Книга: Головокружение
Назад: 36
Дальше: 38

37

У нас есть два слоя сознания: один может себя обнаружить только выбросом адреналина, другой способен понимать математику, языки, суть возникновения Вселенной. Цивилизация существует для того, чтобы подавлять первый слой и выявлять второй.
Личные заметки Жонатана Тувье (1993)
Фарид дышал часто и шумно. Сил у него уже не было, и он слабо мотнул головой в мою сторону:
– Мне жаль, Жонатан, но тут есть много такого, что… тебе вряд ли понравится.
У меня сжалось горло.
– Говори, – сказал я, – говори всю правду…
Он устало откинул назад голову и уставился в потолок:
– Это началось лет пять назад… В четырнадцать лет я бросил школу и больше туда не ходил. Бо́льшую часть времени я проводил в сквернейших кварталах Лилля. Чаще болтался по Южному Лиллю, по Рубе и Туркуэну, по самым грязным местам в самой грязной компании. Там я начал баловаться наркотой, воровать скутеры, авторадио, бумажники…

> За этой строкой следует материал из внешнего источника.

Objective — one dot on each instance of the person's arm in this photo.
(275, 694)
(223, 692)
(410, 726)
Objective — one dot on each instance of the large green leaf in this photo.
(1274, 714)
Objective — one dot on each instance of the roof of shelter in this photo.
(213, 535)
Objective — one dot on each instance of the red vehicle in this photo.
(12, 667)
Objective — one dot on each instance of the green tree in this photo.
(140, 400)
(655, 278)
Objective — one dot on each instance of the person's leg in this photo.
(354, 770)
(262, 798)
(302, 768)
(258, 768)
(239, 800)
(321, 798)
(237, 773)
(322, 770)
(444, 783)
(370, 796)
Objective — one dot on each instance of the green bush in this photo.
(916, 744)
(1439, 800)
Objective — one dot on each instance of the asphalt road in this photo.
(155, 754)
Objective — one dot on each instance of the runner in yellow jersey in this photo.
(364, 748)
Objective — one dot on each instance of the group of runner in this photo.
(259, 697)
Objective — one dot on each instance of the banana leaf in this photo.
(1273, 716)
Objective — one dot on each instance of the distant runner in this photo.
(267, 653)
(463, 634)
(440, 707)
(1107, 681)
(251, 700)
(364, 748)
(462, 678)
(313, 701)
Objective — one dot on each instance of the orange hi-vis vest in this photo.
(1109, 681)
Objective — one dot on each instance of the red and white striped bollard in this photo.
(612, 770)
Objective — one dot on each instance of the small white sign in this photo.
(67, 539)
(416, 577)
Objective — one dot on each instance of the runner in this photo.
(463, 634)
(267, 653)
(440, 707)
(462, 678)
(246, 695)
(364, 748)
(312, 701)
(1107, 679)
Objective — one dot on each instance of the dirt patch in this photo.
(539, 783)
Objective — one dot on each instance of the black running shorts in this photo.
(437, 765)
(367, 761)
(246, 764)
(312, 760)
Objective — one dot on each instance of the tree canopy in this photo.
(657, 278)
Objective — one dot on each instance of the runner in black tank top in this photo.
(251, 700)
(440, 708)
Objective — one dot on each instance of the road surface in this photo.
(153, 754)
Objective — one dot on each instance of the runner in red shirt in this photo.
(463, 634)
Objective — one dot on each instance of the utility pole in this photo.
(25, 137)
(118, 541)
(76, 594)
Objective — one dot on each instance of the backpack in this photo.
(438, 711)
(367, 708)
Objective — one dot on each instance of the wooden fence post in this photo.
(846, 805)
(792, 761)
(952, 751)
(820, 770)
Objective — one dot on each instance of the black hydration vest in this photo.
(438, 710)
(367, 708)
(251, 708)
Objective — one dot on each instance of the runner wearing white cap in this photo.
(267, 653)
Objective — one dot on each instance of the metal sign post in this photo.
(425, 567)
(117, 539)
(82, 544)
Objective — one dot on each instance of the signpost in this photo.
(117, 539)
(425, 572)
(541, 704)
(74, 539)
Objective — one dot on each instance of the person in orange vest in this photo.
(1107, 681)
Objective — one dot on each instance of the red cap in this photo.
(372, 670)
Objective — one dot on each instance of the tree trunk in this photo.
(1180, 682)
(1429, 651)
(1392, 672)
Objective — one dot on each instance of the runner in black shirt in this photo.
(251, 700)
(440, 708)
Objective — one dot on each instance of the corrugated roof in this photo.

Его монолог то и дело прерывался кашлем и слезами, зубы у него стучали. Временами я понимал, что он теряет сознание, но, помолчав, он продолжал в полубреду:
– Я впутывался в дурные дела, меня засасывало, как в водоворот, и выплыть я не мог. Вместе с двумя взрослыми приятелями я занялся грабежом домов. Мы крали все, что можно было продать. Телевизоры, микроволновки, холодильники, садовый и домашний инструмент, даже машинки для стрижки. Это оказалось нетрудно, и дело у нас пошло. Однажды один из моих приятелей подключил меня к дьявольской затее. Несколько недель назад он повстречал какого-то типа, и тот за изрядную сумму предложил ему нехитрую сделку в Аннеси…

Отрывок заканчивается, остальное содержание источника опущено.